July 8, 2007
The Bush administration is urging a former White House political director to ignore a subpoena and not testify before Congress about the firings of federal prosecutors, her lawyer says.
The Senate Judiciary Committee wants to hear from Sara Taylor at its hearing Wednesday and she is willing to talk. Testifying, however, would defy the wishes of the president, "a person whom she admires and for whom she has worked tirelessly for years," lawyer W. Neil Eggleston said.
"In our view, it is unfair to Ms. Taylor that this constitutional struggle might be played out with her as the object of an unseemly tug of war," Eggleston wrote.
He added, "Absent the direction from the White House, Ms. Taylor would testify without hesitation before the Senate Judiciary Committee. She has committed no wrongdoing. She will assert no personal privileges."
The committee chairman, Sen. Patrick Leahy, said he expects Taylor to testify.
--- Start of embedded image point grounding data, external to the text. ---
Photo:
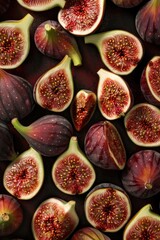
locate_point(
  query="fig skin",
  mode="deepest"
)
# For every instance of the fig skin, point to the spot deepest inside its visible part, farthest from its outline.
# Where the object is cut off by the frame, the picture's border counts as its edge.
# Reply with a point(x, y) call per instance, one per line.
point(104, 147)
point(49, 135)
point(141, 176)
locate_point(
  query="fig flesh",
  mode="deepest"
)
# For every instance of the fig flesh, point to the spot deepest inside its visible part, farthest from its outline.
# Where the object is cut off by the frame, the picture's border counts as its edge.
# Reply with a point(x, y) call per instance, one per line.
point(144, 225)
point(15, 41)
point(150, 81)
point(54, 219)
point(54, 89)
point(16, 97)
point(120, 51)
point(141, 177)
point(114, 95)
point(142, 124)
point(107, 207)
point(49, 135)
point(39, 5)
point(82, 108)
point(72, 173)
point(104, 147)
point(11, 215)
point(24, 176)
point(81, 17)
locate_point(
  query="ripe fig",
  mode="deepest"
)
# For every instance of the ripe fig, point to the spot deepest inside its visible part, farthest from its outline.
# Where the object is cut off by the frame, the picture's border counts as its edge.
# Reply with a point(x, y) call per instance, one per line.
point(81, 17)
point(142, 125)
point(72, 173)
point(88, 233)
point(141, 177)
point(104, 147)
point(82, 108)
point(54, 89)
point(54, 219)
point(39, 5)
point(48, 135)
point(16, 97)
point(119, 50)
point(144, 225)
point(147, 22)
point(150, 81)
point(107, 207)
point(24, 176)
point(11, 215)
point(54, 41)
point(14, 41)
point(114, 95)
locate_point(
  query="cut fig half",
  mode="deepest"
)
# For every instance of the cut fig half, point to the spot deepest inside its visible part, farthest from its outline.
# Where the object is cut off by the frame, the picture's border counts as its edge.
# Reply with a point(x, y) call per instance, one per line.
point(24, 176)
point(114, 95)
point(14, 41)
point(142, 124)
point(107, 207)
point(41, 5)
point(145, 224)
point(81, 17)
point(54, 89)
point(72, 173)
point(120, 51)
Lawmakers have given the White House until Monday to explain why the White House claimed executive privilege on subpoenaed documents related to the congressional investigation. Lawmakers also want an accounting of documents being withheld.
The fight involves the investigation by Democratic lawmakers into the firings of several U.S. attorneys. The lawmakers want to know whether the White House improperly ordered the dismissals.
Without an agreement on the subpoenaed documents, the dispute appears to be heading toward contempt citations and, possibly, a constitutional showdown in federal court.